Eun-jin Bang propose bien quelques idées originales dans la manière
dont elle appréhende son récit et les notions ambiguës
de justice qui lui sont rattachées. Elle s’illustre également
à quelques reprises en inversant brillamment tous les rôles
conférés ordinairement à ses personnages pour nous
placer dans une position où notre propre morale est remise en
question. Eun-jin Bang finit néanmoins par s’enliser dans
un récit respectant beaucoup trop les conventions du genre.

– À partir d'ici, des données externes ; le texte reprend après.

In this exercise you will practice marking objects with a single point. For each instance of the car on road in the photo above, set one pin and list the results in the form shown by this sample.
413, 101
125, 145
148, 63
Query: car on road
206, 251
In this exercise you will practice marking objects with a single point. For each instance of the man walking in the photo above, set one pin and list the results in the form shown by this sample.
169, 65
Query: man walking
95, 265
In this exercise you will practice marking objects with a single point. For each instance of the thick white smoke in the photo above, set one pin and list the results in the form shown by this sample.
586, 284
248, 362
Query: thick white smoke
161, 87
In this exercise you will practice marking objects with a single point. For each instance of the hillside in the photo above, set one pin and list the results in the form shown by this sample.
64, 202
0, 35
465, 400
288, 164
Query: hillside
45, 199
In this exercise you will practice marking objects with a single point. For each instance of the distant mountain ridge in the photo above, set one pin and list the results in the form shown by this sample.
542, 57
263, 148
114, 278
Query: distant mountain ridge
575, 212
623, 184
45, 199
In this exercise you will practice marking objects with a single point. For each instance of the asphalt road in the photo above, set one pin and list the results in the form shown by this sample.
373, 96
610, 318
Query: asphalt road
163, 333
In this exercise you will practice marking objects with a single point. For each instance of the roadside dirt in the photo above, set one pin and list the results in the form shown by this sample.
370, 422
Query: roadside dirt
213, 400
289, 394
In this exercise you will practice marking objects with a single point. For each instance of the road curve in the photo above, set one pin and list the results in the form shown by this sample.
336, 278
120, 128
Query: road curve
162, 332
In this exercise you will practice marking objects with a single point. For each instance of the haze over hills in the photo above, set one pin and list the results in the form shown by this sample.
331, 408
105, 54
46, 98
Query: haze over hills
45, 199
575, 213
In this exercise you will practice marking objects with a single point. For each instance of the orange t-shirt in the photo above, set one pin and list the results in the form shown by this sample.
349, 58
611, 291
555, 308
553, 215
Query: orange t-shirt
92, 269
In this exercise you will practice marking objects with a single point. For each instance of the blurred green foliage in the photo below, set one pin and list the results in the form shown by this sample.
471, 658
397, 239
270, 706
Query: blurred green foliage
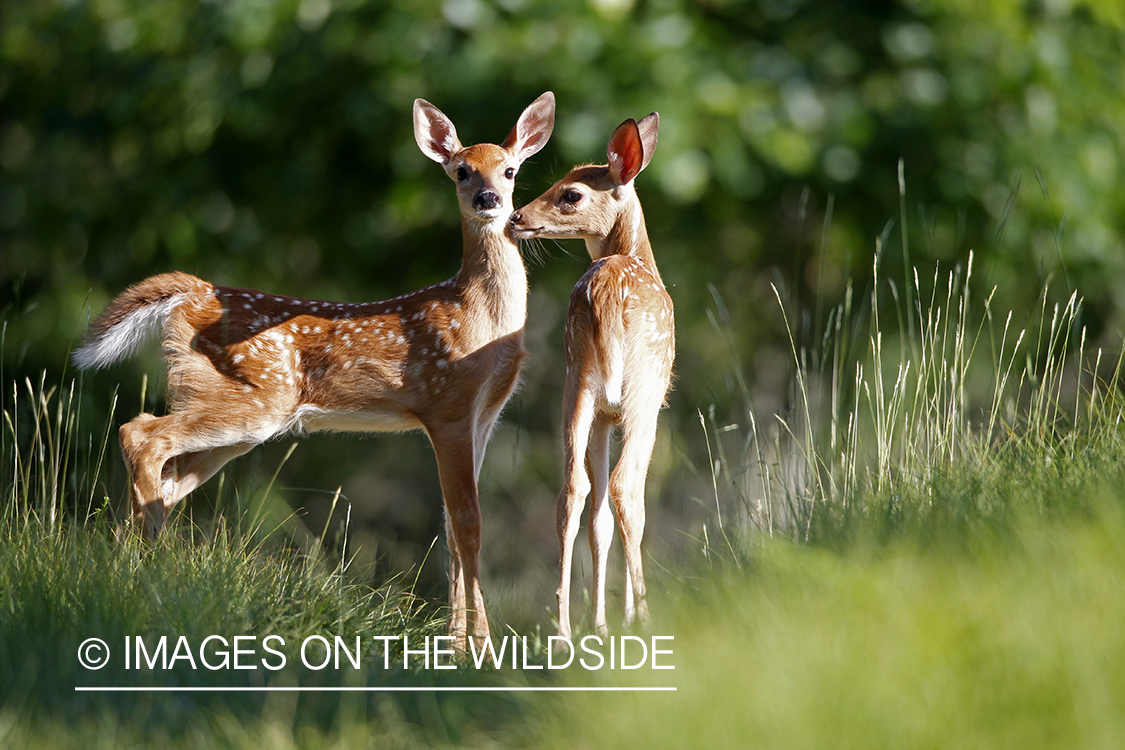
268, 144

Un
relâchement qui est d’autant plus regrettable pour une prémisse
qui aurait pu facilement donner lieu à un exercice de style fascinant.

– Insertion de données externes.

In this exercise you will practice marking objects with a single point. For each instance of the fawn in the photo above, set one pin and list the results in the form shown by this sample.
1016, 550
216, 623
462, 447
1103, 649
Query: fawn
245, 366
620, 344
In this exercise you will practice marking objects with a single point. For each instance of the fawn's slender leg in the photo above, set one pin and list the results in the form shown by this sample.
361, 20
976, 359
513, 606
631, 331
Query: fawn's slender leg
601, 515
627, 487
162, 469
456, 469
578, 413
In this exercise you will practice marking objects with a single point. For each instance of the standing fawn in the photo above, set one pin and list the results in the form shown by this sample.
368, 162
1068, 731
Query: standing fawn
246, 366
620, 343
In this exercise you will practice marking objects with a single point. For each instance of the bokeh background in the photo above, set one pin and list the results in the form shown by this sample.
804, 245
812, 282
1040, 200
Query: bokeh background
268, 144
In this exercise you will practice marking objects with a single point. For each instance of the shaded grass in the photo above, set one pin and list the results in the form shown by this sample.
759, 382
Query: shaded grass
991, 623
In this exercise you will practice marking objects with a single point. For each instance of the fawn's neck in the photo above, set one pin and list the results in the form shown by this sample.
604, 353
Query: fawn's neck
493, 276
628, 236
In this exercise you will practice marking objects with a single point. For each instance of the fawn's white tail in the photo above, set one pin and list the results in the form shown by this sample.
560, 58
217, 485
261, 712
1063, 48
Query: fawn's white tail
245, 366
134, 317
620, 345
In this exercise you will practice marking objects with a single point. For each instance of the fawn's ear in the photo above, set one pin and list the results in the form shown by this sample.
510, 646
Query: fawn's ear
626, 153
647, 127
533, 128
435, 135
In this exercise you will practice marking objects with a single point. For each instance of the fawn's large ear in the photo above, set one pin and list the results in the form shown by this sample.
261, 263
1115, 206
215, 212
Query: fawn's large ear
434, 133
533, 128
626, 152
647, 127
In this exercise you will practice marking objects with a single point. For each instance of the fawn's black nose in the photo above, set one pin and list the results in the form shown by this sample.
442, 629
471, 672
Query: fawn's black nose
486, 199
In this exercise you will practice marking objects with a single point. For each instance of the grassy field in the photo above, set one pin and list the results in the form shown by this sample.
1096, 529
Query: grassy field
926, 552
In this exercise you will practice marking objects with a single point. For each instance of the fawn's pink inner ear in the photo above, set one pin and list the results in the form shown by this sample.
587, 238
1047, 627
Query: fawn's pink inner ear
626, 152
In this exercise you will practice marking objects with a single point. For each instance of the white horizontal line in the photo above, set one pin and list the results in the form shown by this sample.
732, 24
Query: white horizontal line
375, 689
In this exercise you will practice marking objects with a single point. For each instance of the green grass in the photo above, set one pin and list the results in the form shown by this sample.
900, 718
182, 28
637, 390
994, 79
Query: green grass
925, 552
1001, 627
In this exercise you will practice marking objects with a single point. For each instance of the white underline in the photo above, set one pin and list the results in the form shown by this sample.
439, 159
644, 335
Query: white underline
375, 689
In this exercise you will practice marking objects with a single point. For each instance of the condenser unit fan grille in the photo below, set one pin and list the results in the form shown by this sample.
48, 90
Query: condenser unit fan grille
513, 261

Même si elle développe son histoire autant du point de
vue des enquêteurs que de la meurtrière, la cinéaste
tente évidemment de conserver le mystère entourant les
liens entre les victimes jusqu’aux tous derniers instants de son
effort. Le problème est que pour y parvenir, Eun-jin Bang éparpille
son récit sans réussir par la suite à recoller
tous les morceaux aux bons endroits. Le scénario progresse alors
tant bien que mal jusqu’au moment fatidique où, comme si
elle avait été prise de court, la cinéaste finit
par succomber à la tentation de s’en remettre à
un immense flash-back pour mettre les points sur les « i »

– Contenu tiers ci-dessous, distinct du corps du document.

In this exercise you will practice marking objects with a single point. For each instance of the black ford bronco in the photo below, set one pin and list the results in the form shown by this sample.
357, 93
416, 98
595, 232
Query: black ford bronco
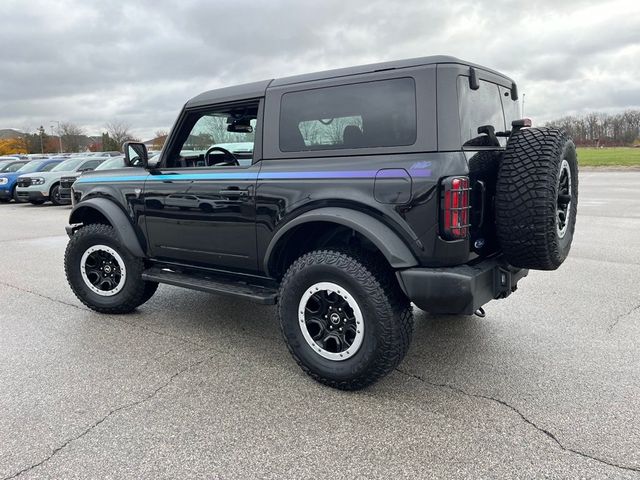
340, 196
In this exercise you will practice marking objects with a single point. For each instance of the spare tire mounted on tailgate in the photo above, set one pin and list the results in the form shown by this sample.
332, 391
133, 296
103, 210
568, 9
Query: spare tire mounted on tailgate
537, 198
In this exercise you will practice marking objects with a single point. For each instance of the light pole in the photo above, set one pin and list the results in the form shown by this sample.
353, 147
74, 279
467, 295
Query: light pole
59, 134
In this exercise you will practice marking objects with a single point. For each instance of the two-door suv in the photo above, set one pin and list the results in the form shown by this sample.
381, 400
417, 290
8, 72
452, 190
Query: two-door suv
357, 192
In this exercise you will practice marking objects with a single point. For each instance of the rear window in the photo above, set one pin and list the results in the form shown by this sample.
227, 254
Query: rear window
371, 114
481, 107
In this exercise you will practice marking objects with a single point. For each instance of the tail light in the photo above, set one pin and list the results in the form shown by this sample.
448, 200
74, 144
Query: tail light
455, 208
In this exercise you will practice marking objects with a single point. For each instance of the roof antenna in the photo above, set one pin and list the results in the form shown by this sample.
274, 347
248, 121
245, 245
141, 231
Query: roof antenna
473, 79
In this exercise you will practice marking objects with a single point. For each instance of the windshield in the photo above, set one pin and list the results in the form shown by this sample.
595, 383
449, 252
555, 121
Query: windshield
115, 162
68, 165
30, 167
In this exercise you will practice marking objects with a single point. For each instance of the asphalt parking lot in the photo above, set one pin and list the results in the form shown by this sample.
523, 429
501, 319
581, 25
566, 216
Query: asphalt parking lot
194, 385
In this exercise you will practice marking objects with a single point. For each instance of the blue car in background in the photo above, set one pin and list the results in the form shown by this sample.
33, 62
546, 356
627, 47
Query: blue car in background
11, 171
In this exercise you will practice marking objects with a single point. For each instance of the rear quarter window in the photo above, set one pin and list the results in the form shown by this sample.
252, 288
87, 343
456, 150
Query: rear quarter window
478, 108
361, 115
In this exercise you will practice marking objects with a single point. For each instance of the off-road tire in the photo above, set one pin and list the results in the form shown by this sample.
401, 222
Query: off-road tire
387, 316
135, 290
527, 198
54, 195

en deux temps, trois mouvements. Même si celui-ci forme une des
séquences les plus prenantes de l’essai, il laisse malgré
tout cette bête impression de n’être qu’une
astuce facile pour boucher rapidement tous les trous laissés
béants par le développement de l’intrigue précédemment.
On ne pourra cependant pas reprocher à Eun-jin Bang d’avoir
tenter de développer à l’intérieur de ce
film plutôt convenu une série d’enjeux psychologiques
beaucoup plus profonds que ceux ordinairement proposés par ce
genre de films. Mais comme beaucoup d’autres, cette initiative
tout ce qu’il y a de plus honorable ne tient tout simplement pas
la route et se traduit plus souvent qu’autrement par l’introduction
de situations mélodramatiques à la limite du ridicule.
La triste histoire de Princess Aurora en est finalement une
qui se répète malheureusement que trop souvent dans le
paysage du film policier. Ainsi, le spectre de plusieurs bonnes intentions
et concepts originaux planent constamment au dessus du film d’Eun-jin
Bang sans que cette dernière ne parvienne à les unir d’une
manière cohérente et satisfaisante. La réalisatrice
signe néanmoins une mise en scène à la fois discrète
et stylisée qu’elle élabore avec flair et une connaissance
évidente des dernières tendances en la matière.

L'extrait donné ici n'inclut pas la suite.